Já não ouvia falar de bancarrota desde que, em 1978, Mário Soares, enquanto primeiro-ministro, se viu na contingência de pedir a intervenção do FMI. A partir daí o nosso pequeno país viveu em constante sobressalto financeiro. As crises sucediam-se e o arranque rumo ao crescimento económico tardava em chegar. Hoje vivemos um clima semelhante, embora com a rede da união a que pertencemos e nos ampara nos momentos de maior aflição e que invariavelmente se traduzem numa recorrente necessidade de aumentar as receitas do Estado à custa da penalização fiscal do pequeno e médio trabalhador.
É deprimente viver num país onde o esforço para salvar as contas públicas tem que ser feito sempre por quem nunca conheceu outra forma de vida, que não fosse a de privação e de poupança e nunca por aqueles que aproveitam a nossa habitual parcimónia para receberem milhões de euros, com o argumento de que os bons profissionais devem ser muito bem pagos para que não "fujam" para o estrangeiro.
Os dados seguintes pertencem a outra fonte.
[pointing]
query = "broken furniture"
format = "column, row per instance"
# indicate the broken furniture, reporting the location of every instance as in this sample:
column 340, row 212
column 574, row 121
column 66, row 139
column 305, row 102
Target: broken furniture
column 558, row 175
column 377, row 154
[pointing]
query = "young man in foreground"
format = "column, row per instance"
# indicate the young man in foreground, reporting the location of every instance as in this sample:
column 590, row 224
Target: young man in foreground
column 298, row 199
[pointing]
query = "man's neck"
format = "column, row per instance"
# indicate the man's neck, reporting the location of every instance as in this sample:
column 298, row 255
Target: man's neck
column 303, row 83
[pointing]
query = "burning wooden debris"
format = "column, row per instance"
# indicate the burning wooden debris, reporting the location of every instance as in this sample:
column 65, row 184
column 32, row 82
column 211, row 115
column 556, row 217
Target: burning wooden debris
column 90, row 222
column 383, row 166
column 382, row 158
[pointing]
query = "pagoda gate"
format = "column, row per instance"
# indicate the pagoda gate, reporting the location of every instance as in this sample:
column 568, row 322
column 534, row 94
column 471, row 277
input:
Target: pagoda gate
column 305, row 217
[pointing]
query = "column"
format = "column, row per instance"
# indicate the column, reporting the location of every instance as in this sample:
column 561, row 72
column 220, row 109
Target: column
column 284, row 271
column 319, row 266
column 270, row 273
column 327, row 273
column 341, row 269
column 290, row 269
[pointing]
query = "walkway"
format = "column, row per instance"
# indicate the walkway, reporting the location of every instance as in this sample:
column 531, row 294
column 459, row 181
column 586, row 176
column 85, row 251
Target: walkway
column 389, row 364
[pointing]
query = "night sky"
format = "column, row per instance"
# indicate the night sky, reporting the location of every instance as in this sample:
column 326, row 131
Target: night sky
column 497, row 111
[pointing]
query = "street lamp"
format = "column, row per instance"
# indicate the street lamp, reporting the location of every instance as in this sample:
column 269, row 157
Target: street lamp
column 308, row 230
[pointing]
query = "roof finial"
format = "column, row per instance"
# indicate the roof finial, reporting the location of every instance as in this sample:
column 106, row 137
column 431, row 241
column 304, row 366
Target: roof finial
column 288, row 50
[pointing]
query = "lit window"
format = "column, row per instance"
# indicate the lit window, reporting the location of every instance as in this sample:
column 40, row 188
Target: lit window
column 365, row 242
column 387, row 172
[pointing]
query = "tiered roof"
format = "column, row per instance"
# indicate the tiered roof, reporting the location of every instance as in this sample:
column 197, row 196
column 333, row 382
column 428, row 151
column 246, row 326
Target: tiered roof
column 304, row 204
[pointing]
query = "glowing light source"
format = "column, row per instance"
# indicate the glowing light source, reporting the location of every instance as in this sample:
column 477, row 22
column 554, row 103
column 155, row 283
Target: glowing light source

Perante esta dura e incontornável realidade, todos os sectores da sociedade clamam por um entendimento suprapartidário com o objectivo único de fazer frente aos que vaticinam um futuro negro para a economia do nosso país. Desta feita, reunem-se os líderes das forças políticas que habitualmente nos governam, ou seja, os líderes dos partidos que têm conduzido os destinos de Portugal desde 1976 até aos nossos dias.

10 de agosto de 2009

Aquisições incompreendidas



A decisão de adquirir 42 viaturas, chocou os representantes sindicais dos trabalhadores da maior transportadora aérea portuguesa, por ter acontecido após uma interrupção das negociações salariais como os trabalhadores. Segundo a administração da TAP, tal aquisição justifica-se pela necessidade de proceder à substituição de viaturas "que já tinham muitos anos". Mais simpático, e quiçá melhor aceite, seria justificar a necessidade de aquisição de tais viaturas, como forma de contribuir para a recuperação do sector automóvel do nosso país.

1 de agosto de 2009

O contributo dos ricos

Numa coisa Manuel Ferreira Leite tem razão. É preferível esperar que um suposto rico compre para depois lhe cobrar o imposto respectivo, do que estar a contribuir para que ele não compre e com isso prejudicar todo um conjunto de pessoas que estão envolvidas desde a concepção à construção do bem a comprar.

19 de maio de 2009

Sem novidade

Em tempo de crise, nada melhor do que saber que os nossos vizinhos (e irmãos) espanhóis pagam a electricidade 23% mais barata. Um país com cerca de 4 milhões de desempregados, supera em muito as condições que oferece aos seus empregados e àqueles que já o foram e que agora se encontram numa situação desesperante.
Por cá, empresas como a EDP, preferem pagar indemnizações chorudas aos seus gestores do que aliviar o preço da factura a pagar pelo consumidor final.
É o país que temos, onde a solidariedade é palavra vã e as grandes fortunas se resguardam dos efeitos da crise, privando os mais necessitados da repartição dos lucros que, em tempo de vacas gordas, à sua custa obtiveram.